Evaluation of the cardiopulmonary effects of repurposed COVID-19 therapeutics in healthy rats
et al., Scientific Reports, doi:10.1038/s41598-025-31048-4, Jan 2026
Animal study analyzing potential cardiopulmonary harm with molnupiravir (MOL), favipiravir (FAVI), hydroxychloroquine (HCQL), and dexamethasone (DEX) in healthy Wistar albino rats.
In summary:
Data suggests molnupiravir may have the highest risk for arrhythmogenic potential and long-term cardiovascular disease, with the strongest evidence for electrical instability and vascular dysfunction.

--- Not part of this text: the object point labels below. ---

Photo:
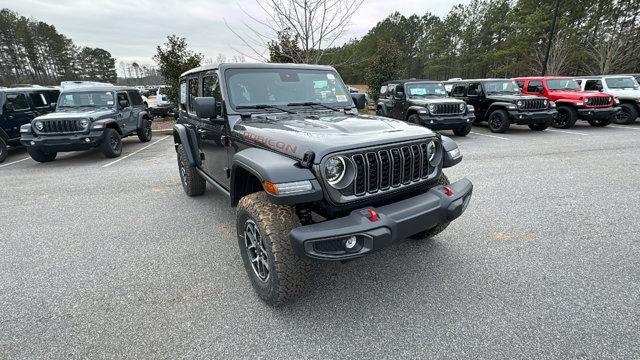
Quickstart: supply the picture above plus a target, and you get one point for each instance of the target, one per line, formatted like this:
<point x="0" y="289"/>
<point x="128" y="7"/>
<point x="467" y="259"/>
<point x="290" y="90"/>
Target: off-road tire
<point x="4" y="150"/>
<point x="463" y="131"/>
<point x="145" y="134"/>
<point x="627" y="115"/>
<point x="498" y="121"/>
<point x="288" y="273"/>
<point x="192" y="182"/>
<point x="111" y="146"/>
<point x="428" y="234"/>
<point x="566" y="117"/>
<point x="539" y="126"/>
<point x="41" y="155"/>
<point x="600" y="123"/>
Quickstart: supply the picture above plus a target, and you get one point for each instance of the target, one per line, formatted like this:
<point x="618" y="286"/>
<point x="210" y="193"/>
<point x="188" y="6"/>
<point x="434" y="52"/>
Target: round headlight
<point x="334" y="170"/>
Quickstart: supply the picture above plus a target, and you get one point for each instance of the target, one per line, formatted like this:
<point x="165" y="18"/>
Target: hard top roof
<point x="225" y="66"/>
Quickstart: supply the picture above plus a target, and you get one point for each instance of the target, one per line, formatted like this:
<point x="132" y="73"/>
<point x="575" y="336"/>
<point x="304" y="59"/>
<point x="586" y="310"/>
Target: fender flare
<point x="275" y="168"/>
<point x="187" y="137"/>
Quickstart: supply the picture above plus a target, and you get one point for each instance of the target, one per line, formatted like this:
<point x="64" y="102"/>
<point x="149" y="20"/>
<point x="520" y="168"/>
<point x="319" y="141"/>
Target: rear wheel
<point x="566" y="118"/>
<point x="276" y="273"/>
<point x="627" y="115"/>
<point x="40" y="155"/>
<point x="427" y="234"/>
<point x="4" y="150"/>
<point x="499" y="121"/>
<point x="463" y="131"/>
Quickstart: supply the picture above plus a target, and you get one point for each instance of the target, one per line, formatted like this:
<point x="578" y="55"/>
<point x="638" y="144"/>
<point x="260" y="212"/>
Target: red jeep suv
<point x="598" y="108"/>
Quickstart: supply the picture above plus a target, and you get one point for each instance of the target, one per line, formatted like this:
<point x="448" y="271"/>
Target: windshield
<point x="281" y="87"/>
<point x="501" y="86"/>
<point x="563" y="84"/>
<point x="425" y="89"/>
<point x="622" y="83"/>
<point x="86" y="98"/>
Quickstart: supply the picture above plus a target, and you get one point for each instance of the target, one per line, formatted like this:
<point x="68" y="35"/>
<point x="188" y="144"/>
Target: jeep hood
<point x="296" y="134"/>
<point x="77" y="114"/>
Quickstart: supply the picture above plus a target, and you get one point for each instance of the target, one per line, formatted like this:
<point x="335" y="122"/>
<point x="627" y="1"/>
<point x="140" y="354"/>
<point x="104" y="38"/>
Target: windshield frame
<point x="59" y="105"/>
<point x="232" y="106"/>
<point x="407" y="85"/>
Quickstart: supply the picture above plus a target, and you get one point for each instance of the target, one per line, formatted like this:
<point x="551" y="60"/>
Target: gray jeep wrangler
<point x="312" y="179"/>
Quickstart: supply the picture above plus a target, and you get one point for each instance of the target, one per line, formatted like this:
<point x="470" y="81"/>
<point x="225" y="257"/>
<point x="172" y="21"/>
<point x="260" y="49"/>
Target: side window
<point x="17" y="101"/>
<point x="474" y="89"/>
<point x="39" y="100"/>
<point x="193" y="93"/>
<point x="595" y="85"/>
<point x="535" y="86"/>
<point x="183" y="95"/>
<point x="123" y="100"/>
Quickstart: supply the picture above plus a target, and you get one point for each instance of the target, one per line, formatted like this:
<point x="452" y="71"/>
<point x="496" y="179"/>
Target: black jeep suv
<point x="18" y="106"/>
<point x="501" y="103"/>
<point x="85" y="118"/>
<point x="426" y="103"/>
<point x="312" y="179"/>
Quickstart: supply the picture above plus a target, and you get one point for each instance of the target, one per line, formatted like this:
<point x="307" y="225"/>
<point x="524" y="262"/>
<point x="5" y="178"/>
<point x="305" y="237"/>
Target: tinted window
<point x="18" y="101"/>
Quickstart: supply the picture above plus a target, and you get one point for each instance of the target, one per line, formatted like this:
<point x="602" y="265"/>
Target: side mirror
<point x="359" y="100"/>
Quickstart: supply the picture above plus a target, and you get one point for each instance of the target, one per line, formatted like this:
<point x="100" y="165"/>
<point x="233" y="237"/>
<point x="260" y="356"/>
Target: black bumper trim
<point x="396" y="222"/>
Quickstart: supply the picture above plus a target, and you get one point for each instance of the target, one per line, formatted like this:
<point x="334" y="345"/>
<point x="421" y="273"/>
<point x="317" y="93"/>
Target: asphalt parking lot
<point x="105" y="258"/>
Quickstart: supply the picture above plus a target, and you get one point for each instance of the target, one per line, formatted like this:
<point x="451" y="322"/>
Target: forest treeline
<point x="34" y="52"/>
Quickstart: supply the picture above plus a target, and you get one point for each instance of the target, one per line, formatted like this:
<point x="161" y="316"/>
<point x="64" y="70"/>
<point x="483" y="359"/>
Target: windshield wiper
<point x="311" y="103"/>
<point x="265" y="106"/>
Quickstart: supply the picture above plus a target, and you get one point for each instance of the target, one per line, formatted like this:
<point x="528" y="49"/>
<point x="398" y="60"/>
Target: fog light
<point x="351" y="243"/>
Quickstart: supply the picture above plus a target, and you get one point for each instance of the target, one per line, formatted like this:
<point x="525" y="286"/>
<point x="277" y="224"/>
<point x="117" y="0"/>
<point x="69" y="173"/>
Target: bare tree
<point x="314" y="25"/>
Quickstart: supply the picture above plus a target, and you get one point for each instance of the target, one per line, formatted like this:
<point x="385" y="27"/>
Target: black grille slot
<point x="361" y="173"/>
<point x="447" y="109"/>
<point x="533" y="104"/>
<point x="396" y="173"/>
<point x="385" y="170"/>
<point x="372" y="164"/>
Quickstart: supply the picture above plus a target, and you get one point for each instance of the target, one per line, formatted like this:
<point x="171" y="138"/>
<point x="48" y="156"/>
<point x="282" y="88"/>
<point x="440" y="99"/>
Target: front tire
<point x="40" y="155"/>
<point x="499" y="121"/>
<point x="276" y="273"/>
<point x="627" y="115"/>
<point x="566" y="118"/>
<point x="145" y="134"/>
<point x="111" y="145"/>
<point x="4" y="150"/>
<point x="192" y="183"/>
<point x="463" y="131"/>
<point x="429" y="233"/>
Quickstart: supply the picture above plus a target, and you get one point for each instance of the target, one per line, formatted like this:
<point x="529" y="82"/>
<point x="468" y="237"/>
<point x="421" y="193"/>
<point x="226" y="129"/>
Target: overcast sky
<point x="131" y="30"/>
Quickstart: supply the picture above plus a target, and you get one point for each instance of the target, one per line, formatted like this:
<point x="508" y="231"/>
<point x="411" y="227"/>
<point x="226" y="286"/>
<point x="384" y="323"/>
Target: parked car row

Data suggests favipiravir may have the highest activation of cell death pathways (apoptosis/necroptosis) across tissues, which could indicate risk for progressive tissue damage.
Data suggests hydroxychloroquine may have the highest risk for exacerbating respiratory failure, reinforcing existing data recommending against late-stage use in COVID-19.
Increased risks were seen with specific combinations.
Details:
The PR interval showed statistically significant shortening in the MOL and MOL + DEX groups, indicating that molnupiravir significantly alters cardiac electrical conduction by accelerating the impulse transmission between the atria and ventricles. The alteration was drastic - while the control group had a median PR interval of 53 ms, the MOL group dropped to 32 ms, and the MOL+DEX group dropped further to 24 ms. This is a marker of molnupiravir-induced cardiovascular toxicity.
The combination of HCLQ+FAVI+DEX showed significant myocyte degeneration and interstitial edema.
The HCLQ, HCLQ+FAVI, and HCLQ+FAVI+DEX groups showed increased infiltration, alveolar septal thickening, and interstitial edema, indicating an inflammatory response in the lung.
Caspase-3 levels were significantly higher in the FAVI group, indicating cell death in heart tissue.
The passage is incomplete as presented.